Als ich das so beobachtet habe, habe ich dann angefangen immer und ständig das Eis über den lebenden Flachwasserfischen wegzunehmen. Das hat die Fische nicht weiter gestört (die haben da geschlafen) nur wenn ich sie berührt habe sind sie verschwunden. 

Aufgrund das die Fische im Flachwasser überwintert haben sind einige eingefroren und andere sind  zum Katzenmenü geworden. 

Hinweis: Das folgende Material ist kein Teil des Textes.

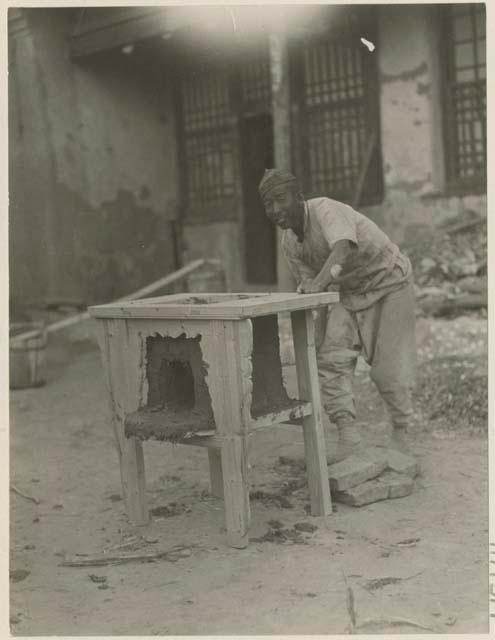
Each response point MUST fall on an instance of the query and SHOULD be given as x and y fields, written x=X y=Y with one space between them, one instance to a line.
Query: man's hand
x=309 y=285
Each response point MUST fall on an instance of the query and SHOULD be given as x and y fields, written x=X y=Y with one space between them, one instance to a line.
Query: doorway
x=260 y=251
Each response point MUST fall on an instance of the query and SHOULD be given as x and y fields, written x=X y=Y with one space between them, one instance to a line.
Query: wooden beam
x=169 y=279
x=309 y=389
x=279 y=71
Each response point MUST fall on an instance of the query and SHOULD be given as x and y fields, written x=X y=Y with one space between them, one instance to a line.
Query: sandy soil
x=421 y=560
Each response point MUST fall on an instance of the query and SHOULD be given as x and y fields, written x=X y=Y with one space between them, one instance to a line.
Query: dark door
x=259 y=232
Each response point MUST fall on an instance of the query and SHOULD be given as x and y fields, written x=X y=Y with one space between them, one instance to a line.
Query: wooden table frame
x=225 y=326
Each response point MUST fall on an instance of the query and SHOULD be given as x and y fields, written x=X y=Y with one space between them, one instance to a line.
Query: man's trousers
x=384 y=334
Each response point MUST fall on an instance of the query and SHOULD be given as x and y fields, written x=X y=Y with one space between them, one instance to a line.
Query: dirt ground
x=412 y=565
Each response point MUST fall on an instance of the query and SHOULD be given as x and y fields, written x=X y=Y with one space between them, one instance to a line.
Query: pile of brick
x=450 y=266
x=370 y=477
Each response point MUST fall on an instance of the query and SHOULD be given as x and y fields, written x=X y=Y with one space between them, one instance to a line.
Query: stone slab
x=402 y=463
x=365 y=493
x=399 y=484
x=354 y=471
x=388 y=485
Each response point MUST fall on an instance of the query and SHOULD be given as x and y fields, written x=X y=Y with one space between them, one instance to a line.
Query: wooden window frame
x=368 y=28
x=455 y=184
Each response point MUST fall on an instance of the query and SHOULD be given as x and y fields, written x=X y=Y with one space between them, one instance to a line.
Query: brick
x=366 y=493
x=402 y=463
x=353 y=471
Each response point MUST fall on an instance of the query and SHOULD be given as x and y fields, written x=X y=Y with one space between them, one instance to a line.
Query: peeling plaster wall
x=219 y=240
x=92 y=163
x=411 y=126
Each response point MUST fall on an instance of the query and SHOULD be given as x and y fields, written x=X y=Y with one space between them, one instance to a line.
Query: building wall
x=93 y=173
x=411 y=124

Nun habe ich 3 überlebende Fische, einen glasklaren Teich (ohne Wasserwechsel) und weiß letztlich nicht warum die Fische sich so verhalten haben. 

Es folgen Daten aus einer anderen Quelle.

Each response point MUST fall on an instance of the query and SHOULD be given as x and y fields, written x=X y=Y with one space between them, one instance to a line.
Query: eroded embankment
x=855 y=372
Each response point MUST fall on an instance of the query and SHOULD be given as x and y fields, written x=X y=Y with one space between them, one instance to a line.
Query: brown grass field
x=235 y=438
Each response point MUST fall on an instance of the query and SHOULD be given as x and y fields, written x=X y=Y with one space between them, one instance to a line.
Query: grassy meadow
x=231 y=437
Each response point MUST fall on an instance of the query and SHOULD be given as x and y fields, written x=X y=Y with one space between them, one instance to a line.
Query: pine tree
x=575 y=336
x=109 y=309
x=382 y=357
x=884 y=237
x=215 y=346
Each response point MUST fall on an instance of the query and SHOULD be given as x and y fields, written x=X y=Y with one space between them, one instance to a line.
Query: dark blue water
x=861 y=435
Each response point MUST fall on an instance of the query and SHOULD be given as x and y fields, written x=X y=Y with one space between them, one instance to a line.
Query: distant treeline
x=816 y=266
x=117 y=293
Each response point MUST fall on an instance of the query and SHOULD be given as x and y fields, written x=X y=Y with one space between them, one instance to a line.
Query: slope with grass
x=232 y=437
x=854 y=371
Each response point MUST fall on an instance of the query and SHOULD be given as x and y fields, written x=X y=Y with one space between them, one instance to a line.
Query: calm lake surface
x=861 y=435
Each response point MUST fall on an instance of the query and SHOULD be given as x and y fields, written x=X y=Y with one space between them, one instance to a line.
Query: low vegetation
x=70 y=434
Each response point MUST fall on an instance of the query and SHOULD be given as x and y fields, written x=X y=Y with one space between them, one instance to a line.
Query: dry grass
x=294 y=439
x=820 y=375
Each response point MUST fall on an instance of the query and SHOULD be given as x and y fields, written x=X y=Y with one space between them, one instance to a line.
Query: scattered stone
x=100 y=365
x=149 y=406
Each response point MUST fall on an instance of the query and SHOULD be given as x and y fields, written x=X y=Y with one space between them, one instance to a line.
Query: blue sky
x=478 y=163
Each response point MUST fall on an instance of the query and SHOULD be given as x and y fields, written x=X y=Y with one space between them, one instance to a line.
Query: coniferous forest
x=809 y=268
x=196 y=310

Ich denke das sich die flachen Stellen tagsüber stark erwärmt haben und es die Fische zum Sauerstoff und zur Wärme getrieben hat. 

Mit der Wärme denke ich deshalb, weil die Sonne direkt drauf gefallen ist und durch das umgebende Eis wie kleine Teiche entstanden sind, die schnell erwärmt werden konnten. 

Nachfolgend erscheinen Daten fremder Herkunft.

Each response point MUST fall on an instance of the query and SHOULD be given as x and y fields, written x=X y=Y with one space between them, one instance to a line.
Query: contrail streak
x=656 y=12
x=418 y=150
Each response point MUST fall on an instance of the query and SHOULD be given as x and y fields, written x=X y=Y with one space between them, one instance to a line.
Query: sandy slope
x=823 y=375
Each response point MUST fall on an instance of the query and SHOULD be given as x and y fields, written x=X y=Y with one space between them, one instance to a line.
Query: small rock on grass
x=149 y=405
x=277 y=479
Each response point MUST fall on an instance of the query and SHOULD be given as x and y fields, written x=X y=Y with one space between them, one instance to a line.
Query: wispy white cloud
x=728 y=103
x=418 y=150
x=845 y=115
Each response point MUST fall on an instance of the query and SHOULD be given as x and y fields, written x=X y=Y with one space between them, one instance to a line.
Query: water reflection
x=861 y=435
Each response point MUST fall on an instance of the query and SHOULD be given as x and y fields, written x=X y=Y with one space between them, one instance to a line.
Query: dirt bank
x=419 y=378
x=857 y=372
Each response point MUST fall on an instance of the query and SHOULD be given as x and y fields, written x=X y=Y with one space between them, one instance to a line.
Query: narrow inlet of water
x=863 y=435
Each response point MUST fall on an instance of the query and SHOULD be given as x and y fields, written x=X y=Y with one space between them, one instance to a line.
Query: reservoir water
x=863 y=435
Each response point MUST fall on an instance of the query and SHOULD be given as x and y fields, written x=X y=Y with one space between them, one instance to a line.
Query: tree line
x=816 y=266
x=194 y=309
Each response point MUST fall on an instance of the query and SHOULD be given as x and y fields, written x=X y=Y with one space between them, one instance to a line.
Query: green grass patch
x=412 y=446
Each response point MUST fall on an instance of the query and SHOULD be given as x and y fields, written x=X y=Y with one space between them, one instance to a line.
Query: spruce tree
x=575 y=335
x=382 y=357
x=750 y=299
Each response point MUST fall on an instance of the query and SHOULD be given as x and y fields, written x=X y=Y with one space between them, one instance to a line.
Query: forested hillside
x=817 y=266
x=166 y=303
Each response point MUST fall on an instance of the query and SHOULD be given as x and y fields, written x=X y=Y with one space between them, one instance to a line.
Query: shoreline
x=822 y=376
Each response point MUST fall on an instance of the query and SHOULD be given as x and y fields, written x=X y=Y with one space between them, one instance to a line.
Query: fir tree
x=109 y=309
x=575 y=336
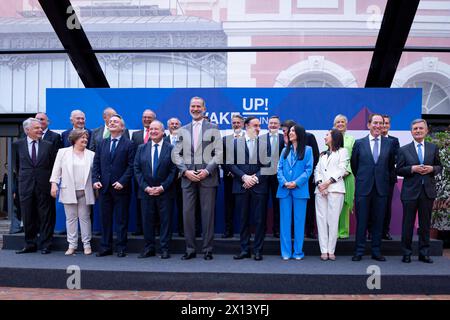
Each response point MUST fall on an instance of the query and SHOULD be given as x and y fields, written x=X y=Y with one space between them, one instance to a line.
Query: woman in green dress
x=340 y=123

Blumen Else hatte noch gefragt, wie lange der Teich schon existiert, der Teich ist vor 3 Jahren umgezogen und diesen Winter sind auch die Fische eingegangen, die schon im alten Teich viele Jahre erfolgreich überwintert haben.

Ich weiß es nicht, vieleicht ging es jemandem ähnlich oder Ihr könnt mir einen Rat geben damit mir sowas nicht nochmal passiert.

Danke Grüße

Thomas


----------



## axel (1. Apr. 2010)

*AW: Fische überwintern im Flachwasser*

Hallo Thomas 

Ich hatte auf der Flachwasserzone (ziemlich groß bei mir ) eine dicke Packung Schnee
geschippt . Das kann schon sein das die Fische das Warme Wasser gesucht haben .
An sonsten soll man ja den Schnee vom Teich räumen das Licht rein kann wegen der Sauerstoffbildung .

lg
axel


----------



## sister_in_act (1. Apr. 2010)

*AW: Fische überwintern im Flachwasser*

Hallo Thomas

das ist mir vor jahren beim vorherigen teich passiert, der allerdings mehr biotopmäßig angelegt war und dementsprechend schmutz eingesammelt hat zwischen steinen etc.
möglicherweise tatsächlich sauerstoffmangel.....aber das wissen die experten sicher besser.
 

so sah es bei mir am 03.01.10 aus und die freie stelle habe ich den ganzen winter erhalten.keiner der fische  in der nähe, aber ich konnte  sie sehen in richtung bodenablauf, wo es ca 2 m tief ist.allerdings hatte ich den gesamten winter  bodenablauf mit allen filtern in betrieb sowie am bachlauf eine kleine pumpe für die freie stelle.
schnee habe ich keinen abgeräumt. wäre auch *eulenspiegelsarbeit* gewesen weil es fast täglich berge schneite.

gruß ulla


----------



## koifischfan (1. Apr. 2010)

*AW: Fische überwintern im Flachwasser*



> Das hat die Fische nicht weiter gestört (die haben da geschlafen) nur wenn ich sie berührt habe sind sie verschwunden.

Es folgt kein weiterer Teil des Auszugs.